2.2 Join Operation - KeonYeong/LKY GitHub Wiki
Overview :
Using 3 buffers, join is operated(2 buffers for table to be joined, 1 buffer for output buffer). Basic algorithm used for join operation is sort-merge join since the file system is composed of b+ tree. At first fetch the first pages from the each tables and result of join operation is written on output buffer. When the output buffer is full the data is written on disk.
Data Structure:
-
Buffer :: Modified
The frame is modified into Union structure in order to used as output buffer. Another type of data is initialized as char arrays. Hence when the result is made as string type "key,value,key,value". The result string is appended to the char array using 'strcat' method. When the buffer is full or soon to be fulled by the append, buffer is flushed to disk. Character array size is calculated according to the size of Buffer.
Functionality:
-
Overview
- fetchPage()
This is the function for fetching the pages onto buffer selected to be used in join.
- initSM()
This is the function of initializing the sort-merge join on b+tree file system.
-
join_table(): Main Function of join operation, sort-merge join is chosen for join method.
-
joinOut()
Function which write the result of join on output buffer.
- writePage()
When output buffer is full, this function is called and flush the page onto the disk.
- fetchPage()
Initialization:
- At first, we traverse the b+ tree to the leftmost side because the B+ tree is stored sequentially. Hence the leftmost side node contains the smallest keys of the tree. After then the node is fetched to the buffer. Same thing happens to the to-be-joined table but on the other buffer. Next the output buffer is initialized (memory is set to 0, and the first character of the array is set to 'null' character).
Join (Sort-merge):
- Sort-merging Join is chosen because the data to be joined are already sorted and stored. Hence in order to increase performance sort-merge join will help that. When the iterator reaches the end of the data on certain node, we look on the extra offset that the node has which refers to the sibling node (the next-smallest node). Then we fetch the new page on to the current buffer and iterate again.
- Sort-merging rule is simple. First when we have two tables to be joined. We choose the first table as the main table and second one as table to be joined. We give 'i' index to first table and 'j' index to second table. We iterate the first table until the data[i] value is bigger than or same as the data[j]. after then iterate the second table until the data[j] is bigger than or same as data[i]. If we couldn't find the same keys on both side and reach the end of the node, fetch another sibling page from each table to buffer and iterate again. If we finally get the data where data[i] == data[j], we get the key and value from each data and write on to the output buffer in order to save results. Whole this step is repeated until the one of the nodes becomes the last page of the table.
Output / Flush:
- When we write the join result on the output buffer, we save the result as a string type. Using 'sprintf' method, we save result as 'data[i].key,data[i].value,data[j].key,data[j].value' and append this string onto the output buffer using the 'strcat' method. Since there is no any index that implies the end of the buffer.
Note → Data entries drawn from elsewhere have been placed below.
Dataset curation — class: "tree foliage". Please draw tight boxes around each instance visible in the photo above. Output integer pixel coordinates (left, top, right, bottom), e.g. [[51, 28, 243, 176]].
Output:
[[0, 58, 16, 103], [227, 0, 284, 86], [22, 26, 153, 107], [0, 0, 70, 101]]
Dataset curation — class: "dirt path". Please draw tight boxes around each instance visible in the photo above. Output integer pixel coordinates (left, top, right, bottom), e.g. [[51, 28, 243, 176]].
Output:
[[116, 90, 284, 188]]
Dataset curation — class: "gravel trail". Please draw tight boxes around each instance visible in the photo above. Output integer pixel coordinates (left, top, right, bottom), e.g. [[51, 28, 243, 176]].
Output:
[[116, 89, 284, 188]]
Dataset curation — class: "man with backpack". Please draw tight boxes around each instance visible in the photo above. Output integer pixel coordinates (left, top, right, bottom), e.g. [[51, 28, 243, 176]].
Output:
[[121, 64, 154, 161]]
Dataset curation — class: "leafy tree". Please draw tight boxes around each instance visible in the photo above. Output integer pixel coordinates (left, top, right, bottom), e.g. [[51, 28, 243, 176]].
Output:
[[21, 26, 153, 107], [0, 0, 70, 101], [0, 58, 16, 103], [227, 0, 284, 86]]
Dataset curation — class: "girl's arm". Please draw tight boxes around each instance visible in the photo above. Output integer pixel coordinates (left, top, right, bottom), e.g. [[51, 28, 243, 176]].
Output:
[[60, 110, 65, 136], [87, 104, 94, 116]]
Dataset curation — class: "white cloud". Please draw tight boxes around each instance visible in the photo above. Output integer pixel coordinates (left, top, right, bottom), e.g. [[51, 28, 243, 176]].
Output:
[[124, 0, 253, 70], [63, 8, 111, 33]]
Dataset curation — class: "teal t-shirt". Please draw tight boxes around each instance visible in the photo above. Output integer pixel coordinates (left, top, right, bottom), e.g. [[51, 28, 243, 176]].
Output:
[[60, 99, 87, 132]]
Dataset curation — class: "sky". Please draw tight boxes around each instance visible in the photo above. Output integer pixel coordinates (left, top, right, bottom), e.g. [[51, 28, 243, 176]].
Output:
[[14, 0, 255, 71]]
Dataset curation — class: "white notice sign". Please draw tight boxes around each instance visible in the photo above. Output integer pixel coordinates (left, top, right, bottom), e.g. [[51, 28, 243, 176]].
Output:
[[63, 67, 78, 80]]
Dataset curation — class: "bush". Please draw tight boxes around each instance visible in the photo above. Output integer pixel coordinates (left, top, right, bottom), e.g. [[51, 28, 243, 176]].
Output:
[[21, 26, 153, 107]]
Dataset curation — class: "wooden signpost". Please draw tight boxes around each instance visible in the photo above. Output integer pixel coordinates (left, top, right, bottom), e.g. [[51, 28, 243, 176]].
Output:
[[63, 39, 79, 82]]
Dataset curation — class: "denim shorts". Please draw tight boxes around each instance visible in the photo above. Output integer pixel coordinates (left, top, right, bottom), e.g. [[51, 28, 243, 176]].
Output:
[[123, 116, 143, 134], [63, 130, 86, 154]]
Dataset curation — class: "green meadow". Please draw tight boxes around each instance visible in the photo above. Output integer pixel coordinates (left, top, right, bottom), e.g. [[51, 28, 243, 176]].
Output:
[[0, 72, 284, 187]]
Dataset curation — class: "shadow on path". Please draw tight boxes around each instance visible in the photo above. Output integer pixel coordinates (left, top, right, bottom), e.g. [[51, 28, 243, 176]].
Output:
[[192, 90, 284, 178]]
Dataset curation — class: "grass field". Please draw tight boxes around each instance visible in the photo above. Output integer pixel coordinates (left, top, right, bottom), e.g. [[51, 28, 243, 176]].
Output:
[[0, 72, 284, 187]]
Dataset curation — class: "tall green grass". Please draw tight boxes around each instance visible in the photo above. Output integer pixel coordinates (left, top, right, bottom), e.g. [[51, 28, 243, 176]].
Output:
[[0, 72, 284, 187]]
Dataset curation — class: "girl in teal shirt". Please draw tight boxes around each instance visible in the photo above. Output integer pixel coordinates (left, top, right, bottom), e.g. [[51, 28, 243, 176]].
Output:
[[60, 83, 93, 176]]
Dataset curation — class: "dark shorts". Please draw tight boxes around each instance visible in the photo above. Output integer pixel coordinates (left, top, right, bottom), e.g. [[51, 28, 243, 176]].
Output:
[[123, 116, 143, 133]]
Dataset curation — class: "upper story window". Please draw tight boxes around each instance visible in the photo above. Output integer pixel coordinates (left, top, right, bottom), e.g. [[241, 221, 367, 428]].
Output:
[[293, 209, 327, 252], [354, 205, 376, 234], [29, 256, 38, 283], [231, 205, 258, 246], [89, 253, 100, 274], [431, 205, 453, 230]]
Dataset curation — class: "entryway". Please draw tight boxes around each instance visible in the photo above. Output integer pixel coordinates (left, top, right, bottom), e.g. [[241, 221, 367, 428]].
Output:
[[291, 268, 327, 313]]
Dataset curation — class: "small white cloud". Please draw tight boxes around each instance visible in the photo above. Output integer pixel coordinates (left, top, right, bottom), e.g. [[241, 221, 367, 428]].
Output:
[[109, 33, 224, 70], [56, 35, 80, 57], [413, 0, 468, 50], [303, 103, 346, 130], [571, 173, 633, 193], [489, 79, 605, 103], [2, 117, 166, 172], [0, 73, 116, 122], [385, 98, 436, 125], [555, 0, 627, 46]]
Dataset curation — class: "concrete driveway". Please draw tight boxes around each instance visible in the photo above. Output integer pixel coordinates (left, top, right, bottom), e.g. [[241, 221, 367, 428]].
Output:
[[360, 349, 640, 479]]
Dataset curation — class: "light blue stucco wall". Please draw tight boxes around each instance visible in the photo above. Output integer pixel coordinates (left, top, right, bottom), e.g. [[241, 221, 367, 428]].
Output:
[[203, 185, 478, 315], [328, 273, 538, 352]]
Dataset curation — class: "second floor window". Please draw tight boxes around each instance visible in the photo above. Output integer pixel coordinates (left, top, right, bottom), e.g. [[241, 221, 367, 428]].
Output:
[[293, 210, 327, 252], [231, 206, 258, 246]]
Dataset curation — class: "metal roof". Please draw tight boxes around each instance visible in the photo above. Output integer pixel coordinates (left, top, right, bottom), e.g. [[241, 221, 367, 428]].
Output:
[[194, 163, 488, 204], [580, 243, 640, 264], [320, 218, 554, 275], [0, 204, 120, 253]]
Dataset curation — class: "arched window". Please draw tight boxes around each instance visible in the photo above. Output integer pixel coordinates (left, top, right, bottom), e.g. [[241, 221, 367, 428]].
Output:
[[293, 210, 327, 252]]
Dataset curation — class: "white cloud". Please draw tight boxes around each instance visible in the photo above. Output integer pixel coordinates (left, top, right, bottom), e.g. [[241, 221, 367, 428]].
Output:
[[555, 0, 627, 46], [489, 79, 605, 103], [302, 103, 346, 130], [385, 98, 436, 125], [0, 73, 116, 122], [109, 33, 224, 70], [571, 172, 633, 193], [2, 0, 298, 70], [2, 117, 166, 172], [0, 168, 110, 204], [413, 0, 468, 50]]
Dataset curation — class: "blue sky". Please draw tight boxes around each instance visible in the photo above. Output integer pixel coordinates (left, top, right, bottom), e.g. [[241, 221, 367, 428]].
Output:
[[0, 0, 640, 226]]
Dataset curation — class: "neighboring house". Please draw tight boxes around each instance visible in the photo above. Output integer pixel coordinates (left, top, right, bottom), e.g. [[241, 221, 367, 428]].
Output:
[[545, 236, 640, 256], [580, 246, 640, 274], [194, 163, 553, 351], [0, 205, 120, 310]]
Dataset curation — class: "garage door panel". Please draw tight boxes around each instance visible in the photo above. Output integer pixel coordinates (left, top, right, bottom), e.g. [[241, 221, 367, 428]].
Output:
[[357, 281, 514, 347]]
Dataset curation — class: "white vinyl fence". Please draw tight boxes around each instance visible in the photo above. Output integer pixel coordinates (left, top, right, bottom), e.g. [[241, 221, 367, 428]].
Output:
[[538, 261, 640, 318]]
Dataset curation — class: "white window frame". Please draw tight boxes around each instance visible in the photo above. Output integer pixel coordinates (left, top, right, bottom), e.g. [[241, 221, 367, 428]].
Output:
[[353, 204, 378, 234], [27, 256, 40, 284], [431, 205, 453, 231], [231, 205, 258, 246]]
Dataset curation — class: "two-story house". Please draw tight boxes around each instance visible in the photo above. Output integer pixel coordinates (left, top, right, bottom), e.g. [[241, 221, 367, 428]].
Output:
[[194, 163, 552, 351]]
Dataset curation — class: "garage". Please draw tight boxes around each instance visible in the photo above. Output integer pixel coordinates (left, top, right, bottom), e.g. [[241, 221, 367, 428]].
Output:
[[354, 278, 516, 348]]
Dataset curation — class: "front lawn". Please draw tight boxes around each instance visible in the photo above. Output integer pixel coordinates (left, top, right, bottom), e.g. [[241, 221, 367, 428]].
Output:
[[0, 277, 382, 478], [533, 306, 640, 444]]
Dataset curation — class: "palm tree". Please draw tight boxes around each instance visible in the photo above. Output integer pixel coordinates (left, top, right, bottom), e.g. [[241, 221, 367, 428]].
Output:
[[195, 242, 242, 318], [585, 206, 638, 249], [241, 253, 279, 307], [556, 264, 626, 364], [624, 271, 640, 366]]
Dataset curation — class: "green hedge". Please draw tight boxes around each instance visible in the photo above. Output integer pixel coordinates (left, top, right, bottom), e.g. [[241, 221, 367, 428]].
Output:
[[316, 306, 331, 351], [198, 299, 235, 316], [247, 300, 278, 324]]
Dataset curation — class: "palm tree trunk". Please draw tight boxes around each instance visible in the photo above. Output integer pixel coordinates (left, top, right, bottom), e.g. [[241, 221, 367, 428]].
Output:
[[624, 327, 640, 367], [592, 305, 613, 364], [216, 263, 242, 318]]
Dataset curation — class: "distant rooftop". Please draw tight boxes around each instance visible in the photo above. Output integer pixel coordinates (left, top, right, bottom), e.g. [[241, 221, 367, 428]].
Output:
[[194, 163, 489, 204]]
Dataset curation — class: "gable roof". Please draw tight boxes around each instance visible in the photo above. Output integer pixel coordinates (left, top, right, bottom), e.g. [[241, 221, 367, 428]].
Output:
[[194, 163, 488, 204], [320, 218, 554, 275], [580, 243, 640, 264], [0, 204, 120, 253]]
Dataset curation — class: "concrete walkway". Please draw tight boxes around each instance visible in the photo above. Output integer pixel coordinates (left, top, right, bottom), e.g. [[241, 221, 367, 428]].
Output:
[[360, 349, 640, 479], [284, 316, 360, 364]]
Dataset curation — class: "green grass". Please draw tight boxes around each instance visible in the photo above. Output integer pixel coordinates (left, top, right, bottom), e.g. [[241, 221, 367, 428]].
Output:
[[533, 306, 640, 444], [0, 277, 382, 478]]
Every time we check whether the 'length of buffer + length of result to be appended > buffer size' and if it does, we write the buffer to disk and if not we just append.
- When writing down to the disk, we open the new file and flush the buffer to the file made. After flush finishes, we initialize the output buffer again in order to reuse (memories set to 0, first character set to 'null' character).
Special:
-
Number of buffers
Since one page only has the 32 pairs of the records, I chose not to use many buffers. If we say we use several buffers, it's effective if we join in 2-ways (making the I/O specialist thread). However since the number of records are not numerous, the scheduling overhead and signaling overhead are not ignorable here. Hence in this project, number of buffers used is only 3 where 2 buffers are used as saving the records of two tables and the other one is used to save the result of join operation.
Perf:
-
Sample
This is the case of 524288 results made by the tables with 2^19 keys and 2^20 keys with the buffer size of 3.
- Since the keys are already sorted (because of the property of B+ tree), the performance seemed to be really fast even the number of keys to be joined are numerous.